国家が人の自由を奪う以上、間違えるかもしれない状態では処罰してはならない、という限界線なのです。
『それでもボクはやってない』の最後の判決は、その限界線が、いかに言葉によって越えられ得るかを見せているのです。
「モデルになった事件の人が再犯した」というデマ騒動
この映画は、一つの事件をそのまま映画化したものではありません。
周防正行監督は、東京高裁で逆転無罪となった痴漢事件の記事を読んだことをきっかけに、当事者や弁護人、司法関係者への取材と裁判傍聴を重ねて映画を作りました。
西武新宿線事件や京急線事件など、複数の事件が作品の素材になっています。
こうしたモデルの事件について、SNSではときどき「映画のモデルになった人が後に痴漢を再犯した」という話が流れます。
しかし、これは正確ではありません。
明確なモデルとされる当事者について、再犯を裏付ける報道は確認できません。
再審請求を「再犯」と取り違えたという説や、映画の取材先と関係のある別人の事件などが混ざり単純な物語として広がったという説があるようです。
このデマ問題自体、映画が描いた問題を考えるうえで非常に象徴的です。
痴漢冤罪を描いた映画に関して、新たな痴漢冤罪が生まれてしまっているからです。
一度「痴漢の犯人」という物語ができるとそれを信じてしまう人がいます。そして、人は一つの印象を手に入れると、それに合う情報だけを集めてしまうことがあるのです。

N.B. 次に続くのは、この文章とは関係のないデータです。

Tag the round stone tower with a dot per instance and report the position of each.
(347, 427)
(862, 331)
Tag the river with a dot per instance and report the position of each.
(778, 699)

だからこそ刑事裁判では、「それらしく見えること」と「証明されたこと」を分けなければならないのです。
映画の後も、周防監督は問い続けている
周防監督は、映画公開後も刑事司法の問題から離れませんでした。
法制審議会「新時代の刑事司法制度特別部会」の委員を務め、取調べの録音・録画、証拠開示、冤罪防止をめぐる議論に参加しました。
現在も再審法改正を求める活動に関わり、近年は「なくそう!冤罪、終わらせよう!人質司法」を掲げる「ひとえんちゃんねる」などを通じて、当事者の声を届けようとしています。
『それでもボクはやってない』は、映画の中だけで完結する社会派映画ではありません。
映画を作った人自身が、その後も制度の中へ入り、市民として異議を申し立て続けています。
その時間まで含めて、この作品は続いているのだと思います。
総評
『それでもボクはやってない』の評価は以下のとおり。
★★★★★ 5つ星!満点です!
「どこまで本当か」という記事タイトルへの答えとしては、勿論物語のためのフィクションもありますが、それを除いても、当時の痴漢冤罪を描いた映画としてかなりリアルだと思っています。
今の裁判実務と整合しない部分もありますが、それらはむしろこの映画が変えてくれた部分もあるのではないかと思います。
周防監督の作品の作りこみには脱帽するしかありません。
僕はこの映画とその後の裁判実務を見て、「物語」の力を実感しました。
この記事を書けて良かったです。